HALEP VE ARŞIN GİBİHalep ve Arşın Gibi Gençliğimi sormayın, zaman ne varsa aldı! Halep ve arşın gibi şimdi bütün sözlerim... Hendek aştığım günler artık mazide kaldı, Camların arkasından ağıt yakar gözlerim... Hani dik yamaçlardan tırnağımla çıkardım! Bulduğum mecralarda bulanmadan akardım... Hani her gördüğüme çakmak, çakmak bakardım! Geçen güzellikleri hem de nasıl özlerim... Sormayın niye böyle, üzgün düşüncelerim? Mazime imrenerek yazdığım güncelerim… Geçen dimdik duruşlu günleri incelerim! Ne kadar derin olmuş bıraktığım izlerim? Akıp giden yılları sayıp da ne olacak? Akıbet her insanın başına ak dolacak! Bahar bitti, güz bitti, elbette kış gelecek Soğuklardandır belki sızlar durur dizlerim... O dinçlik günlerini anlatmak ne kadar zor. Andıkça alev, alev içime çöker bir kor... Bunca kayıptan sonra gel sonunu hayra yor! Yıllar mı bozdu yoksa yokuş muymuş düzlerim? Hâlâ dik duruyorsam yaratanın hikmeti! Ben el açtım Hakk verdi aradığım nimeti! Bir bulsam sağlık denen en zengin ganimeti; Çok istedim sanırım çekilmiyor nazlarım... Hani ya uzanınca başım göğe değerdi?
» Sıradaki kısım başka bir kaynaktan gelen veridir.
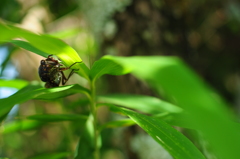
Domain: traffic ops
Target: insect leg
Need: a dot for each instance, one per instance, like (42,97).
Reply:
(64,79)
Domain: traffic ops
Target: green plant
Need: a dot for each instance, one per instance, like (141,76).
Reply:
(198,107)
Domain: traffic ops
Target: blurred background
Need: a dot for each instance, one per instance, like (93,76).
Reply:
(205,34)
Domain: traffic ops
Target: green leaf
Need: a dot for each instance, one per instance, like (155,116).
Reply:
(16,83)
(105,66)
(37,92)
(117,123)
(146,104)
(66,33)
(19,126)
(58,117)
(41,44)
(27,46)
(172,79)
(173,141)
(85,148)
(57,155)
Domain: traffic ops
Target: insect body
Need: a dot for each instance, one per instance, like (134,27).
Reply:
(51,72)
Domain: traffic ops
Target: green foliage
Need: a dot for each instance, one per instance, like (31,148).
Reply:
(188,98)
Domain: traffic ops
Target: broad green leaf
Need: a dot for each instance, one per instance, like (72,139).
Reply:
(117,123)
(27,46)
(57,117)
(37,92)
(66,33)
(85,147)
(172,79)
(105,66)
(173,141)
(146,104)
(57,155)
(16,83)
(46,44)
(21,125)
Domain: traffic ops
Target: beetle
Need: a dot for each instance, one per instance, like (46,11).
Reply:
(51,72)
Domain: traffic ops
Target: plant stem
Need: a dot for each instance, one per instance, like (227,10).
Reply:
(94,113)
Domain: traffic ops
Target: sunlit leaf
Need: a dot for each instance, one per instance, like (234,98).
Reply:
(41,44)
(57,155)
(27,46)
(16,83)
(172,79)
(19,125)
(37,92)
(117,123)
(86,145)
(57,117)
(173,141)
(145,104)
(105,66)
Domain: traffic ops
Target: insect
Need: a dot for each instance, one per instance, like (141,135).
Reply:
(51,72)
Ağaran saçları ben almadım, zaman verdi... Söz dinlemez başımı yalnız yıllar eğerdi! İşte hep bu yüzdendir kesildi tüm hızlarım... Antalya–2012/02 Halil Şakir Taşçıoğlu |
Akıbet her insanın başına ak dolacak!
Bahar bitti, güz bitti, elbette kış gelecek
Soğuklardandır belki sızlar durur dizlerim...
çok güzel bir çalışma olmuş.
hecedeki hakimiyetinize imreniyorum.
selamlar Üstadım...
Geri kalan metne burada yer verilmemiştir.